Data Science, Machine Learning and AI have evolved significantly in the last decade, witnessing widespread mainstream deployments across industries and delivering true ROI. In logistics in particular, Data Science has emerged as a force multiplier in organizing and transforming the trucking domain in India.
To understand the deep impact of the role of Data Science in trucking, let us look at two scenarios. A Trucker taking a Full Truck Load (FTL) typically travels an average of 600kms per trip moving goods between states over 2-4 days. Scenario 1 - a trucker is moving coal from Kandla, Gujarat to Muzaffarnagar, UP covering 1200 kms over 4 days. Upon arrival at Muzaffarnagar, the truck takes anywhere between 3-12 hours for unloading the goods depending on queues at the destination warehouse. Post unloading, the trucker now starts calling his/her contacts to seek a good return load for the next trip. In a traditional and unorganized setting, it is normal for a trucker to wait 12-48 hours to confirm the next load and also end-up traveling at least 50-150 kms for the next load aka ‘dry run’. Which means after reaching Muzaffarnagar, a typical return loop starts from Karnal, Haryana 80 km away from Muzaffarnagar.
Let’s contrast the above example with the ideal behavior on a technology platform powered by data and algorithms. With Data Science, we can build models to anticipate when a trucker will finish his delivery and need another load on his return route. The platform can upfront recommend relevant loads before the trucker even completes his unloading as opposed to the offline world where a trucker has to call and look for the next load after he finishes unloading.

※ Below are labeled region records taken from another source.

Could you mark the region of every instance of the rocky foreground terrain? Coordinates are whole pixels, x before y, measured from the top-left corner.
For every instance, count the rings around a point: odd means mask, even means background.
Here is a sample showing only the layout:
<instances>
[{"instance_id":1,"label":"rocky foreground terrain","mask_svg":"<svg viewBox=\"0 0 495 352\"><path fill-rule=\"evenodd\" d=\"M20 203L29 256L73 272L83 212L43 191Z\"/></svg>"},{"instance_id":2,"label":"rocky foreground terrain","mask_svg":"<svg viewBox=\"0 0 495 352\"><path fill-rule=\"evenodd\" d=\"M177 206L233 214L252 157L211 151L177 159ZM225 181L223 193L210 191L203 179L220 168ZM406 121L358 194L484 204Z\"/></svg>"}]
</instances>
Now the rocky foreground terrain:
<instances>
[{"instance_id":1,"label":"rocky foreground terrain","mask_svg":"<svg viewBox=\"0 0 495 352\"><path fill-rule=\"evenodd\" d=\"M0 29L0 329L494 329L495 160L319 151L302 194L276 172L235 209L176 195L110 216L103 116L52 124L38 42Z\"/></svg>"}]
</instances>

Now in scenario 2, if the same truck traveling from Kandla to Muzaffarnagar is fitted with a GPS device it can send GPS data-pings every 10 secs triggering a comprehensive suite of Machine Learning algorithms. The Data science efforts begin with endowing meaning to the raw GPS trajectory that is being streamed from the devices onto the digital platform’s data lakes. As it observes the trajectory of GPS pings moving away from Kandla and approaching Muzaffarnagar, it can continuously predict the potential state of the truck. It can deploy deep learning based Spatial-temporal sequence models to understand if the truck is still ‘in-transit’? or has it entered the ‘unloading-complete’ state? or has it moved into ‘is-available for the next load’ state? Based on the model's confidence on whether the truck is going to be available soon, an efficient match-making engine can proactively recommend new loads as per the truck’s proximity and relevance.
These recommended loads are generated via relevance models which are trained over trucker’s historical click-stream data. Machine learning models pick up signals every time a trucker engages with the platform to search for loads. The model learns to decode these signals to build a profile of the truckers’ latent preference across various entities - geographical lanes, product-types, price-points, shippers, ratings etc.
This profile creation helps in optimal allocation and distribution of relevant loads to the right type of trucker. DS deploys optimization algorithms in frequent intervals to optimally distribute and allocate the fresh loads among truckers based on availability, proximity and relevance constraints.
The end-goal is any trucker who is engaging on the platform is already aware of his next load even before he completes his unloading. These recommendations are optimized to create greater discovery of loads and at the same time significantly reduce the idle time of a truck and cut-down potential dry-run kms. It is aimed at improving revenues as well as reducing operational costs for a truck operator. A digital freight network that is well optimized can empower a truck operator to better utilize his assets; reduce idle time by 40% - 50%, and improve his earnings by 20% to 30%.
However, Data science and machine learning modules need to constantly evolve. Algorithms and modules must be continuously re-calibrated and re-optimized based on both implicit and explicit feedback obtained via customers, in this case truckers who respond to the algorithm outputs. This ensures that the match-making engine is consistently able to better match the right trucker with the right load at the right time improving the rate of deal-closures on a platform.